Referring to the list furnished by the assessor (Sec. 11,348) and to the oath required to that list (Sec. 11,350), we said this: “The plan of giving the taxpayer no specifications to guide him in making out his list to be returned to the assessor, which was adopted in 1866, after being tested for ten years or more, was found to be unsatisfactory, at least it is to be so inferred, because in 1877 the General Assembly abandoned that plan and adopted the plan now in use furnishing the taxpayer with a full list of items to guide him in making his return under oath and under penalties, and if we should now construe the law to be that he was not only required to make his return of the items specified on that list, but also to go to section 11,519 and figure out if he could, or at his peril if he could not, what else was required to be listed under the broad definition of property and personal property in that section given, we are satisfied we should do violence to the meaning of the statute.”

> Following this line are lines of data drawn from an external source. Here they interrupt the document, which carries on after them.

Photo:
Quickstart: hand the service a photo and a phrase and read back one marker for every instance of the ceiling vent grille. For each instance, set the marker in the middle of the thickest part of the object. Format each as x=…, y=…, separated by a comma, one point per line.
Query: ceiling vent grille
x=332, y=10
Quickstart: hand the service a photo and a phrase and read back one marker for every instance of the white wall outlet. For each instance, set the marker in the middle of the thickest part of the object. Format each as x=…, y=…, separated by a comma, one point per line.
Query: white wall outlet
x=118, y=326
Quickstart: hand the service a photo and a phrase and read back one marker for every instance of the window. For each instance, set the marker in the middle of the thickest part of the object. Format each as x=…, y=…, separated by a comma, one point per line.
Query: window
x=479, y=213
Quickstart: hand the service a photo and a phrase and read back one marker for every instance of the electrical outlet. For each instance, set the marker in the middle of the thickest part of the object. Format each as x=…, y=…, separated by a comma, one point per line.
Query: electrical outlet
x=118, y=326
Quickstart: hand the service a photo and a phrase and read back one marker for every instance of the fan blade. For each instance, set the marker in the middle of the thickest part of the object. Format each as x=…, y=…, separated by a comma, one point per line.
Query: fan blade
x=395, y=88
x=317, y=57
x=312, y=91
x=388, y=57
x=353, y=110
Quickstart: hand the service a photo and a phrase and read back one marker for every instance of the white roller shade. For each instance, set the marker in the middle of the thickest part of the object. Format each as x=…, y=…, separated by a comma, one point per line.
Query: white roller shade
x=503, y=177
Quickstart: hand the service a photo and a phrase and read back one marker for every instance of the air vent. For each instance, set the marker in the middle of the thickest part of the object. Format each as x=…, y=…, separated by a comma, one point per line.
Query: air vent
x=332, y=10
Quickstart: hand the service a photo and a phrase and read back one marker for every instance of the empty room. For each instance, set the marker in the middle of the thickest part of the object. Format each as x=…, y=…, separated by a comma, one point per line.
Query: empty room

It is thus put beyond all question that the reasoning of the Brinkop and Lesser cases is that a corporation is not required by our statutes to pay taxes on its evidences of debt outside this State, because the individual is not so required. For us to now hold the individual is so required is to explode the assumption on which the reasoning of those cases rests — it is to plow up the very foundation of those cases.
^The judgment is reversed and the cause remanded ■with directions that the full relief prayed for in plaintiff’s hill he decreed him.